Related article: Setting SMART Goals
Declutter Your Payments
Often when I meet with clients and we go through their statements, there’s at least one monthly payment that they’ve been meaning to cancel and never got around to. It might be a subscription to a magazine that you never have time to read, a monthly membership fee for a gym that you aren’t taking full advantage of, or one of those insurance policies that your financial institution persuaded you to take on a 30 day free trial and you forgot to cancel. Whatever it is, taking 15 minutes to review your statements and another 30 minutes to make some phone calls could save you a significant amount of money each month; money that could be “repurposed” towards a financial goal or that could be used for something that you’ll actually use and/or enjoy.
Related article: Creating a money system
Tidy Up Your Spending
A spending clean up can be a powerful way to channel more of your money towards the things that matter most to you. Doing a clean-up of your spending means taking a look over your statements and finding all the places where your money is “drifting”. This drift might be the result of any number of things. For example: overspending at the grocery store, picking up lunch or coffee on a too-regular basis, random purchases of things you didn’t really need or too many cash withdrawals from the ATM. David Bach coined the phrase, “latte factor” to describe these small purchases that can add up to hundreds of dollars each month if we don’t pay attention to them. It’s not that treating yourself or indulging in the odd splurge is a terrible thing but the trick is to make sure that you’re using your “fun money” to pay for those things and not money that you might have intended to use for something else.

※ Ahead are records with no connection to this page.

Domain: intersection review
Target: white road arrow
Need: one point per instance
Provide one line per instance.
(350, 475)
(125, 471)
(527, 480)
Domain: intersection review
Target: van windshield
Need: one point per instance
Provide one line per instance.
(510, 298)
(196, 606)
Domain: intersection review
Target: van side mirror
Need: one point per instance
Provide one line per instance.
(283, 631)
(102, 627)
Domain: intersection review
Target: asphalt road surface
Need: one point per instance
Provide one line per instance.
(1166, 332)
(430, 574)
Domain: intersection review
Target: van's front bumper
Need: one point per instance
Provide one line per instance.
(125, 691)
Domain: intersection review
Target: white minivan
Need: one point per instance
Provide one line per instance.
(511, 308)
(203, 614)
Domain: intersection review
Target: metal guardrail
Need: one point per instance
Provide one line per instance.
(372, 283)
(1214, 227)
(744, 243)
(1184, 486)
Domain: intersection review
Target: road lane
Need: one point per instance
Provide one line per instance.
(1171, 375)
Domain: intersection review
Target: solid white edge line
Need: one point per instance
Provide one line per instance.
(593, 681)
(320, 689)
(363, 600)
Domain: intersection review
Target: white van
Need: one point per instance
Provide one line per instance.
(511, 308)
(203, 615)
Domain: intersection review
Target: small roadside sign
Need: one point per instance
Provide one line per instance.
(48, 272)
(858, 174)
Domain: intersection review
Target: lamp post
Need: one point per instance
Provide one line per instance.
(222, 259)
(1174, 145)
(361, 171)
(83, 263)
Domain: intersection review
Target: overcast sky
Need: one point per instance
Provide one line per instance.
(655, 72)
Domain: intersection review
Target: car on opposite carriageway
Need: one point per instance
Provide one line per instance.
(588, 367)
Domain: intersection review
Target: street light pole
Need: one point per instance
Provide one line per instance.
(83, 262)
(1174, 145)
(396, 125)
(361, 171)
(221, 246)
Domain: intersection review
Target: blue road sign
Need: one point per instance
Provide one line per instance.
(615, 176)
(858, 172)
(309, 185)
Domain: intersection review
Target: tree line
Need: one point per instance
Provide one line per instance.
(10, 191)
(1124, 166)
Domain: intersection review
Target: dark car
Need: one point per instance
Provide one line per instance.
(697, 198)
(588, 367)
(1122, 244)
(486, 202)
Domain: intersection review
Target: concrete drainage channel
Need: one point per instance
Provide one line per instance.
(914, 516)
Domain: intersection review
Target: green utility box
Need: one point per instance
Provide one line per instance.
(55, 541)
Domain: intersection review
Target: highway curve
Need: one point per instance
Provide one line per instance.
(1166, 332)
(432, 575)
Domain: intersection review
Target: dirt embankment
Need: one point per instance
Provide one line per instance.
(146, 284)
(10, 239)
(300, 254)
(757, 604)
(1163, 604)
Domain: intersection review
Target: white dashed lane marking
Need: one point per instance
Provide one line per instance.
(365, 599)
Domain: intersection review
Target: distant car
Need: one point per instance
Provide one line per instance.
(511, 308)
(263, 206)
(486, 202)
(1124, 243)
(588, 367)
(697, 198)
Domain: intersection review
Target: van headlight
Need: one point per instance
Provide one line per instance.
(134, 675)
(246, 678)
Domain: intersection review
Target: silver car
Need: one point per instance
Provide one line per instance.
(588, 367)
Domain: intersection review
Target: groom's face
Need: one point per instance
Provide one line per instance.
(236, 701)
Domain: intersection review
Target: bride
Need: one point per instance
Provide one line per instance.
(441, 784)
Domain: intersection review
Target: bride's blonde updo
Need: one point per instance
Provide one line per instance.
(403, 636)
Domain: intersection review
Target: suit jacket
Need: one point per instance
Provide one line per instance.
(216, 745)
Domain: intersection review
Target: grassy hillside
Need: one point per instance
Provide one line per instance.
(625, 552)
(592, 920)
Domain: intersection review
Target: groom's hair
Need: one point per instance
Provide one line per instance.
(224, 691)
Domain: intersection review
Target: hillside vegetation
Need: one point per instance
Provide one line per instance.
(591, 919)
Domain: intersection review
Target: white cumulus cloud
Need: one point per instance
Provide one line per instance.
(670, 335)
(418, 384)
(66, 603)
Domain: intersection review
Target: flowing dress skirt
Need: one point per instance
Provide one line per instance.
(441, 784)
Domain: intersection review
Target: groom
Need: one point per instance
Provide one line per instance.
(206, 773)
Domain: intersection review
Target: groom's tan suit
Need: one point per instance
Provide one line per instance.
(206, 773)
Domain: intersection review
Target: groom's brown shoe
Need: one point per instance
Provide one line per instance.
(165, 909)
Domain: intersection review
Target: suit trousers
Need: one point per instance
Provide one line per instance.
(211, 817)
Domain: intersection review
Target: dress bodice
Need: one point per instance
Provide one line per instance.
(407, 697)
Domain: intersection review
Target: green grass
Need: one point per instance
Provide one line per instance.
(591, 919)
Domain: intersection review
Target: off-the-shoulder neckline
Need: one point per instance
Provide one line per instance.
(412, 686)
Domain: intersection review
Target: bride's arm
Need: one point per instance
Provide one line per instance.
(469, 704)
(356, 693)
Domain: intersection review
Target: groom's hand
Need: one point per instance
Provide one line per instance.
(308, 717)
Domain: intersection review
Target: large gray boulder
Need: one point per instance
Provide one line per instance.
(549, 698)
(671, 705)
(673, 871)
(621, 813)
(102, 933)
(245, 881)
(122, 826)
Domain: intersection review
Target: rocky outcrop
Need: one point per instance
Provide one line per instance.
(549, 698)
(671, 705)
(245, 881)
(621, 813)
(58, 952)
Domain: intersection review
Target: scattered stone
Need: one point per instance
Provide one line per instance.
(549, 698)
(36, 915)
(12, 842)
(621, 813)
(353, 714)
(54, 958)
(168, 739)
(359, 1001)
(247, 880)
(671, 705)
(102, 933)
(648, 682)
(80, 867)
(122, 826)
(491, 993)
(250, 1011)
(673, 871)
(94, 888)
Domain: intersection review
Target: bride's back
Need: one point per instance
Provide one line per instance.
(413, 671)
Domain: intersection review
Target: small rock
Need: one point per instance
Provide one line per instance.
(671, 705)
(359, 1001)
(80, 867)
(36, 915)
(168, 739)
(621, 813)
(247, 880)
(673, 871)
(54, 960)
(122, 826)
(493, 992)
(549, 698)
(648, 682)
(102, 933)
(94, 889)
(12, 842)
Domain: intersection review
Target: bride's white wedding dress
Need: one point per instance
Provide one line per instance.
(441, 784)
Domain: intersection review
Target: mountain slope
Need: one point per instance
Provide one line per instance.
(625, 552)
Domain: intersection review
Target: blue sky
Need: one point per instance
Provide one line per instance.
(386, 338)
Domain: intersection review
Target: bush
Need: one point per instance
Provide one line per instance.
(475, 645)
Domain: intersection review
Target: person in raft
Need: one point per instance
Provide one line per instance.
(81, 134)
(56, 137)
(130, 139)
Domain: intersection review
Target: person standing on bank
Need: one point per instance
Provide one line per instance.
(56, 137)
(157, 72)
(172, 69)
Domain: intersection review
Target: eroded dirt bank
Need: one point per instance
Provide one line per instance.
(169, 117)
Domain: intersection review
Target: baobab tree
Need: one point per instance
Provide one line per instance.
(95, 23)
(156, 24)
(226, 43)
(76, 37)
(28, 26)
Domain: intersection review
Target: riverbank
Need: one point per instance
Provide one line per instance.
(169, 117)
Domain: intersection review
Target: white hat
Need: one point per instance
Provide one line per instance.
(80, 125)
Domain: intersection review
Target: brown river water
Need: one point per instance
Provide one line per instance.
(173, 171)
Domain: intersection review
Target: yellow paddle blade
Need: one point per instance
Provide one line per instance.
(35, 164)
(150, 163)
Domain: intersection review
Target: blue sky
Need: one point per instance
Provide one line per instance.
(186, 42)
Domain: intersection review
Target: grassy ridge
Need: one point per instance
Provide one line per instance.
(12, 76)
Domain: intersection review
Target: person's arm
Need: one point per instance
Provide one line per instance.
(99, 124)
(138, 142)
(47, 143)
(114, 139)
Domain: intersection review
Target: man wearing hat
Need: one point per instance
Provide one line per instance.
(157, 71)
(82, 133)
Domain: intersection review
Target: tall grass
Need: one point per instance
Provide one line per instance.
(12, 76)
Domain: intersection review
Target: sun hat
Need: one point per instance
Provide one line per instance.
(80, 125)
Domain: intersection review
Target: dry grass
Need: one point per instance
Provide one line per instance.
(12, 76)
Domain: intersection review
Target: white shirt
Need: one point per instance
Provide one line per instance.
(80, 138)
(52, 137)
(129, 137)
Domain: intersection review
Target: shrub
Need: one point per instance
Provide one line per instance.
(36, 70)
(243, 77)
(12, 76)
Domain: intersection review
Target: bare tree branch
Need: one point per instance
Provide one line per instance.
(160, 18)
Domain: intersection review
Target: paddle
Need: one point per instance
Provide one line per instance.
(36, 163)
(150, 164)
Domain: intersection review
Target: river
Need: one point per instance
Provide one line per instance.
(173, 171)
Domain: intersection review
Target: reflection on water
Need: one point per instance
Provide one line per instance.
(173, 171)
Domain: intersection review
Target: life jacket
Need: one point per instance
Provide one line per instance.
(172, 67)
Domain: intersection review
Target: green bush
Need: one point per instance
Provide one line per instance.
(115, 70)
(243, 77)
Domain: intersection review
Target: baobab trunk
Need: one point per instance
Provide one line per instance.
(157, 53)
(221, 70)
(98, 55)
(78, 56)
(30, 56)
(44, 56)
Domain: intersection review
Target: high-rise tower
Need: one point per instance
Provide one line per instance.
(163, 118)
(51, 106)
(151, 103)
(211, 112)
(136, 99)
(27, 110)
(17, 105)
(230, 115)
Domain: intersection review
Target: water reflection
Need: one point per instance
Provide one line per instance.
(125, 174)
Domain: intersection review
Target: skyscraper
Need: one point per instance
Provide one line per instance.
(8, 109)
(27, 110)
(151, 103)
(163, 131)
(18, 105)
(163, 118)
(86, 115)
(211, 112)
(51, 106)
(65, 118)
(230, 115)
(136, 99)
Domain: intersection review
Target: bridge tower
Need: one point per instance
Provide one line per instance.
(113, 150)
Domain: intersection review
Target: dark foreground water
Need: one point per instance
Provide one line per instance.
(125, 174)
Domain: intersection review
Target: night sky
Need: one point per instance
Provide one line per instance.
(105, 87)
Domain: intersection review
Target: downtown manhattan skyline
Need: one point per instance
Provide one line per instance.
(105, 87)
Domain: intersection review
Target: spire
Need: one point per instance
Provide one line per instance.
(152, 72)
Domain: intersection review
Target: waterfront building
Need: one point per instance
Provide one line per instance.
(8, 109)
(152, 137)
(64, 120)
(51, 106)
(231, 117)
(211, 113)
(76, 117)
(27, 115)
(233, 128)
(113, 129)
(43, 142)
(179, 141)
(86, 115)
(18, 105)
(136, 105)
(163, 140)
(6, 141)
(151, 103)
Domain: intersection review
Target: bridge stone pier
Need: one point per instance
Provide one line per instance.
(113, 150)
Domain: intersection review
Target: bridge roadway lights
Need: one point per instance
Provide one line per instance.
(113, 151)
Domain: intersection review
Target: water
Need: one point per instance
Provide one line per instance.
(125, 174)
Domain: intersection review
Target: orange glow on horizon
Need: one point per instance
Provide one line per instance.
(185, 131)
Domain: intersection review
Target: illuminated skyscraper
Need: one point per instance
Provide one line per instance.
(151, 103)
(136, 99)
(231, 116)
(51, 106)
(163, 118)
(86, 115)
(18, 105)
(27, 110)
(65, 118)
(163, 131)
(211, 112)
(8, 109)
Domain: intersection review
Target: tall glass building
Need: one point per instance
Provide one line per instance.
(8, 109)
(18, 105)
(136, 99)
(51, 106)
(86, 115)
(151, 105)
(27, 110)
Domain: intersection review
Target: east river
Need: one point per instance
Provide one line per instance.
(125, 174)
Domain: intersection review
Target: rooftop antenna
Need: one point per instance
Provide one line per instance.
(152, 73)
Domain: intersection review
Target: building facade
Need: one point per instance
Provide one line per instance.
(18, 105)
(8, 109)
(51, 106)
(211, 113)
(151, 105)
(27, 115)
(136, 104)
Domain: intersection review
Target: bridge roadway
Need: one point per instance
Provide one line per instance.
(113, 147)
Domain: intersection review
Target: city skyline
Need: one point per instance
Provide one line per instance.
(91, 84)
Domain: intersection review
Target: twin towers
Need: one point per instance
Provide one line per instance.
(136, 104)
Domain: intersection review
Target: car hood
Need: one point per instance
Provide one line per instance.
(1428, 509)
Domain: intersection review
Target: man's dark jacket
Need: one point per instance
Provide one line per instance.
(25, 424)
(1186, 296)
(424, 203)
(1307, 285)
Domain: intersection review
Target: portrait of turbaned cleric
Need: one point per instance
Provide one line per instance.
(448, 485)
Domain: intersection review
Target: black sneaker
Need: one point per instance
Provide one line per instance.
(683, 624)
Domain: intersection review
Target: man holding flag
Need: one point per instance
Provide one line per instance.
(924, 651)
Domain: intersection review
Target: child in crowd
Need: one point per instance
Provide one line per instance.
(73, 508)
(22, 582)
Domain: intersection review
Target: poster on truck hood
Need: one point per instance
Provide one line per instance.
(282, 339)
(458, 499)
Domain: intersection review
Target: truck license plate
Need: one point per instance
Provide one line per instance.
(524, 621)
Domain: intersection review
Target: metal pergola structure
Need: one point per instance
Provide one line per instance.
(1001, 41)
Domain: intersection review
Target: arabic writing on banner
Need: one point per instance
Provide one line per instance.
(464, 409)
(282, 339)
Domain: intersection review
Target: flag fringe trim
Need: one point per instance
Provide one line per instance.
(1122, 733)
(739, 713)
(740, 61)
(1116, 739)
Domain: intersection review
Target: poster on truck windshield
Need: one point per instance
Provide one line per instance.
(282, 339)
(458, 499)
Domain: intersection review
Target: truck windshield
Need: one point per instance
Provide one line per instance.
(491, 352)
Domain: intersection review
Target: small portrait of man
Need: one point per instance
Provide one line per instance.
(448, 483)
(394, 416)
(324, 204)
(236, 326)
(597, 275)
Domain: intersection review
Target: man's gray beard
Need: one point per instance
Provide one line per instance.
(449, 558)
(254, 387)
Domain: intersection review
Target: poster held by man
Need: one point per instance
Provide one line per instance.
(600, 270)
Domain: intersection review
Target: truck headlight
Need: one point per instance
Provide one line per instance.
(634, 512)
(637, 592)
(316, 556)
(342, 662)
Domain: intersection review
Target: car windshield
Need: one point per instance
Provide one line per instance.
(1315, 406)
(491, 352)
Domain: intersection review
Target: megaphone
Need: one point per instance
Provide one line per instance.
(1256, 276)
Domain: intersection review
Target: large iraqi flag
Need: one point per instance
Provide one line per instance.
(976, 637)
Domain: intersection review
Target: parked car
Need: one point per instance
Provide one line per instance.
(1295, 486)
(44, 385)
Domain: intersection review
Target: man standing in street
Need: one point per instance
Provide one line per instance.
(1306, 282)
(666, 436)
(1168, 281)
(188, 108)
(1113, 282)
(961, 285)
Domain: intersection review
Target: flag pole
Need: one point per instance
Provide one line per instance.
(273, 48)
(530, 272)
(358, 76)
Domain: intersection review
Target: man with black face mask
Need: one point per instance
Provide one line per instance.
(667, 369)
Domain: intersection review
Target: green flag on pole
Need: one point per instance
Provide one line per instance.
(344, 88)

Related article: A simple way to track your spending
Try a Money Cleanse
If you find that you’ve got too much money drifting away each month, why not try a 28 day financial cleanse? Science suggests that it takes 28 days of consistent action to create a habit (good or bad) so taking four weeks off from random spending and trying really hard to develop (and stick to) a consistent spending/saving pattern can be a really powerful tool when it comes to taking your finances to the next level. The first few days are the hardest but if you can make it through the first week there’s a good chance you’ll be able to see it through all 28 days. Remember that the point isn’t to deprive yourself of everything that’s fun; that’s a sure-fire recipe for disaster in my experience! Rather, it’s about creating a balanced approach to spending and saving so that you can enjoy your money without overspending and ensure there’s enough left over for the future.
Related article: Creating disciplined spending plan
Effective money management hinges on building your understanding of basic money principles and creating simple systems that help you live within your means and pay yourself first. Taking a few hours every few months to check-in on those systems and make sure your spending habits aren’t slowing you down is a time investment that’s definitely worth making. If making some changes to your finances is something you’ve been meaning to do for a while, then why not take some time this week to think about what you could do to help spring clean your finances?